The Strategy: Decomposed Micro-Queries
The approach draws directly from techniques I validated in another Foundation Models project (AppleFoundationMatchMaker), where I solved similar context constraints:
Fresh sessions per query. LanguageModelSession accumulates context across turns, quickly exceeding the token limit. The solution is to create a dedicated session for each independent query — clean context, predictable token budget, no accumulation.
Aggressive prompt compression. Instead of sending rich narrative context, distill each query to structured facts: artist name, genre, origin city, active years, known influences — as compact key-value pairs. The model narrates from facts rather than reasoning from scratch. Target: ~700-800 tokens per prompt, leaving ~500-800 tokens for output and a comfortable buffer.
Chained micro-queries instead of monolithic requests. Rather than asking for a complete culture map in one call, decompose into focused queries that each fit comfortably in the context window: (1) narrate the connection between this artist and this place, (2) list 3 key influences as structured output, (3) describe this influence relationship in one sentence. Each query is small, grounded in provided facts, and the UI renders results progressively — which actually feels better than waiting for one large response.
Structured generation for reliability. Foundation Models' @Generable types with @Guide annotations produce typed, parseable output — no JSON parsing failures, no prompt engineering to prevent markdown. The model returns exactly the data structure the UI expects.
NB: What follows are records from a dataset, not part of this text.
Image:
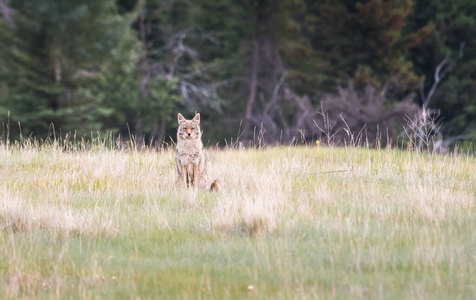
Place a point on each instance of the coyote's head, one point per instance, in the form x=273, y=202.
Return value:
x=189, y=129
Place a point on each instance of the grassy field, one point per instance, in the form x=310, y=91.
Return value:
x=289, y=223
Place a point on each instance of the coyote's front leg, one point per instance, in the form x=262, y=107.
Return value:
x=184, y=176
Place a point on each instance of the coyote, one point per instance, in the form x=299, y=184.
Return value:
x=191, y=157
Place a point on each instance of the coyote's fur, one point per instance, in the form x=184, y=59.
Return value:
x=191, y=158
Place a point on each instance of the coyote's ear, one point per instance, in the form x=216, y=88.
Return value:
x=180, y=119
x=196, y=119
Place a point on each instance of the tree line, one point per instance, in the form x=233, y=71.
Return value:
x=269, y=70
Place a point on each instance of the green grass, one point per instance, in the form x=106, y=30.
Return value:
x=113, y=224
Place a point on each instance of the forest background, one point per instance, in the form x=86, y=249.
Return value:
x=281, y=70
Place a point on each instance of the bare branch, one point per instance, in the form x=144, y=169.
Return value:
x=6, y=13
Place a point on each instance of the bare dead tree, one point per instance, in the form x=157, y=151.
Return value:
x=354, y=111
x=424, y=127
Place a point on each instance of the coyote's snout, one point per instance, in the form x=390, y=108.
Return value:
x=191, y=158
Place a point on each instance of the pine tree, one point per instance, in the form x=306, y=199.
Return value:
x=54, y=54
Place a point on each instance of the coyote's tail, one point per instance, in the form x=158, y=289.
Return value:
x=215, y=186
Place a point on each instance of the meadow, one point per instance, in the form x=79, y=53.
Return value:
x=297, y=222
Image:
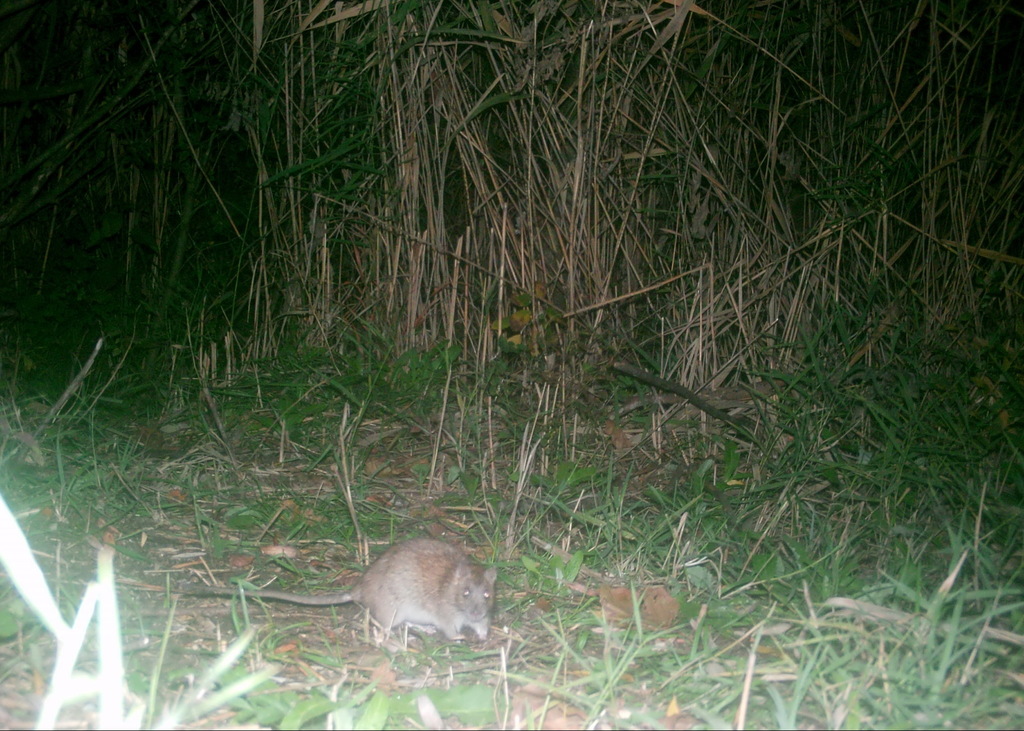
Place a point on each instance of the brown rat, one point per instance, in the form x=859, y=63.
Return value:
x=422, y=582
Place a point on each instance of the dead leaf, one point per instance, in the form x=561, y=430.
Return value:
x=658, y=609
x=384, y=676
x=240, y=560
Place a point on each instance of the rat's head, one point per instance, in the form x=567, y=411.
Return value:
x=473, y=591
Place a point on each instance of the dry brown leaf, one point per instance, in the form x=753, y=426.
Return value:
x=384, y=676
x=658, y=609
x=240, y=560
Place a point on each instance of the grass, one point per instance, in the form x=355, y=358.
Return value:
x=865, y=574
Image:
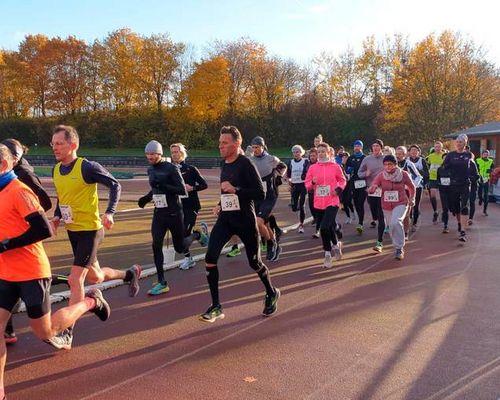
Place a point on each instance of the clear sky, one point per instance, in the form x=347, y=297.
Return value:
x=298, y=29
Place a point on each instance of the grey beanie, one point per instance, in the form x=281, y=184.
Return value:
x=154, y=147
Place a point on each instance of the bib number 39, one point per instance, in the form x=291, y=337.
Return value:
x=229, y=202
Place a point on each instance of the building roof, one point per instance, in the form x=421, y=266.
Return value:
x=490, y=128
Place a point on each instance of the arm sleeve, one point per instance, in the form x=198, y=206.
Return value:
x=94, y=172
x=200, y=182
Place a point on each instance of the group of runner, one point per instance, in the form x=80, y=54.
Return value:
x=390, y=180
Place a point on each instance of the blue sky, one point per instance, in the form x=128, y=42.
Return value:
x=298, y=29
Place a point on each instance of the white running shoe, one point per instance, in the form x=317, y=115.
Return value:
x=327, y=263
x=337, y=251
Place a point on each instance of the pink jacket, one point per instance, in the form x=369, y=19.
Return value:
x=329, y=176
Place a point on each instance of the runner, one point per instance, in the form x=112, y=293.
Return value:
x=370, y=167
x=194, y=183
x=356, y=185
x=25, y=173
x=167, y=186
x=241, y=185
x=394, y=184
x=485, y=166
x=461, y=167
x=269, y=167
x=296, y=172
x=435, y=159
x=25, y=269
x=75, y=180
x=327, y=180
x=415, y=158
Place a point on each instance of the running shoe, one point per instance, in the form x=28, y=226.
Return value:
x=204, y=234
x=271, y=252
x=102, y=308
x=234, y=252
x=10, y=337
x=277, y=253
x=337, y=251
x=133, y=284
x=327, y=262
x=158, y=289
x=62, y=341
x=378, y=247
x=187, y=263
x=212, y=314
x=271, y=303
x=399, y=254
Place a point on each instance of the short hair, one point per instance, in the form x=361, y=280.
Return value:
x=182, y=149
x=70, y=133
x=233, y=131
x=5, y=154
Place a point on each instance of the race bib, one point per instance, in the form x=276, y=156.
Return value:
x=323, y=191
x=376, y=193
x=160, y=200
x=229, y=202
x=445, y=181
x=66, y=214
x=359, y=184
x=391, y=196
x=417, y=180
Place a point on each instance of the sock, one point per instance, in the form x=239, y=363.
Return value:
x=264, y=277
x=434, y=203
x=90, y=303
x=213, y=284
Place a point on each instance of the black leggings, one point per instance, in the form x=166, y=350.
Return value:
x=416, y=208
x=375, y=204
x=164, y=221
x=328, y=226
x=299, y=199
x=245, y=227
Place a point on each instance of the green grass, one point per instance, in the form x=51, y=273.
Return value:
x=89, y=151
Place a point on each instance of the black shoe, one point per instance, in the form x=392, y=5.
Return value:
x=277, y=253
x=271, y=303
x=102, y=308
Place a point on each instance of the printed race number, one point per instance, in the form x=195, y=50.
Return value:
x=391, y=196
x=229, y=202
x=160, y=200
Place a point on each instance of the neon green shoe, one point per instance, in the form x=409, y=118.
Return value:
x=158, y=289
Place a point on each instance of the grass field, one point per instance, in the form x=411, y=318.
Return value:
x=89, y=151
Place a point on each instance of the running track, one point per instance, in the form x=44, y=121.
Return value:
x=371, y=328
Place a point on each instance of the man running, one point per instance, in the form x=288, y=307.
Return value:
x=356, y=185
x=370, y=167
x=240, y=185
x=269, y=167
x=296, y=172
x=194, y=183
x=167, y=186
x=25, y=269
x=485, y=166
x=435, y=160
x=76, y=180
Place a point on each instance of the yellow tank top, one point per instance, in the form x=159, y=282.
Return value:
x=78, y=200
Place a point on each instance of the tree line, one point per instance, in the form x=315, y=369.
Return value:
x=127, y=88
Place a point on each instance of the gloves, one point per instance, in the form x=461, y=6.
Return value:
x=143, y=201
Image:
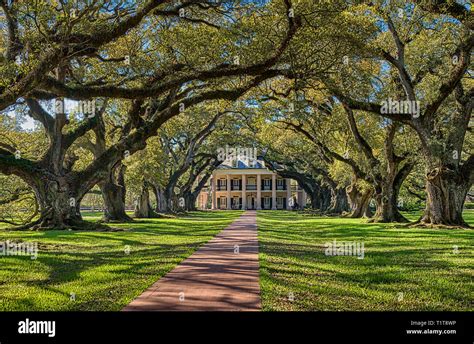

The LLM narrates, it doesn't research. This is the foundational principle. The on-device model doesn't need to know cultural history from its training data. It needs to take structured facts — pulled from MusicKit, Wikidata, Wikipedia extracts — and weave them into coherent, evocative micro-narratives. That's well within a small model's capability. The knowledge graph does the research; the LLM tells the story.
What This Means for Users
When this integration is complete, Anaspace becomes a zero-cost, zero-compromise cultural exploration tool. No API keys, no server costs, no data leaving the device. The app works offline. There's no business model that depends on user data, no subscription that gates features, and no ongoing compute cost that pressures the developer to monetize attention. The intelligence runs on hardware the user already owns.